Elektrikli scooter’lar, otomobil ve motosikletlerin astronomik fiyat etiketlerine sahip olduğu ülkemiz ve özellikle İstanbul gibi bir yerden diğerine gitmenin çile olduğu büyükşehirler için muazzam bir ulaşım alternatifi oldu. Oldu ama elimizi attığımız çoğu şey gibi bu da ideal olmaktan uzak bir ulaşım yöntemine döndü… Normal şartlar altında planım, yalnızca geçtiğimiz ay farklı zamanlarda bahçe kapıma bağlanan 5 elektrikli scooter’ı nasıl söküp belediyeye teslim ettiğimi, demir makası kullanmanın göründüğü kadar zor olmadığını, belediyelerin de bu konuda mağdur olan vatandaşlara yardımcı olmakta iyi bir iş çıkardığını anlatmaktı. Belki sonrasında, Beşiktaş’ta bir hayli hissedilen elektrikli scooter’ların park sorunundan ve kafelerin henüz işgal etmediği son birkaç adım genişliğindeki kaldırımları da nasıl yürünmez hale getirdiklerinden yakınabilirdim. Hala bu araçların nerede ve nasıl kullanılması gerektiği konusunda bir fikir birliğine varabilmiş değiliz.

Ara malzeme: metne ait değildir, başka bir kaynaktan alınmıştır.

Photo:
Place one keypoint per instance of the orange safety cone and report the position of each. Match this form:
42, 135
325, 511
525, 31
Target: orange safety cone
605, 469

Kullanıcılar bilinçsiz kalmayı sürdürürken, elektrikli scooter hizmeti sunan tüm girişimler kağıt üzerinde “üzerlerine düşeni” yapıyor ama kabul etmeliyiz ki bu yeterli olmaktan çok uzak. Bu yazıyı yazmaya hazırlandığım esnada, elektrikli scooter kullanan iki gencin bir otomobil kazasında hayatlarını kaybettiklerini öğrendim. Bu vahim kaza, elektrikli scooter’lara dair yaşanan ne ilk, ne de son facia olacak. Ancak bunun tek suçlusu ne yurt dışından birebir ithal ettiği fikirlerle inovasyon dersi veren girişimler ne de hem kendilerinin hem de diğerlerinin hayatlarını tehlikeye atan bilinçsiz kullanıcılar değil. Vatandaşların hayatlarını etkileyen diğer birçok konuda olduğu gibi elektrikli scooter’lara getirilen yasal düzenlemeler de sorunlara çözüm olmuyor.
Battı balık yan gider…
Bu yazı Digital Report Dergisinin 15. sayısında yayınlanmıştır.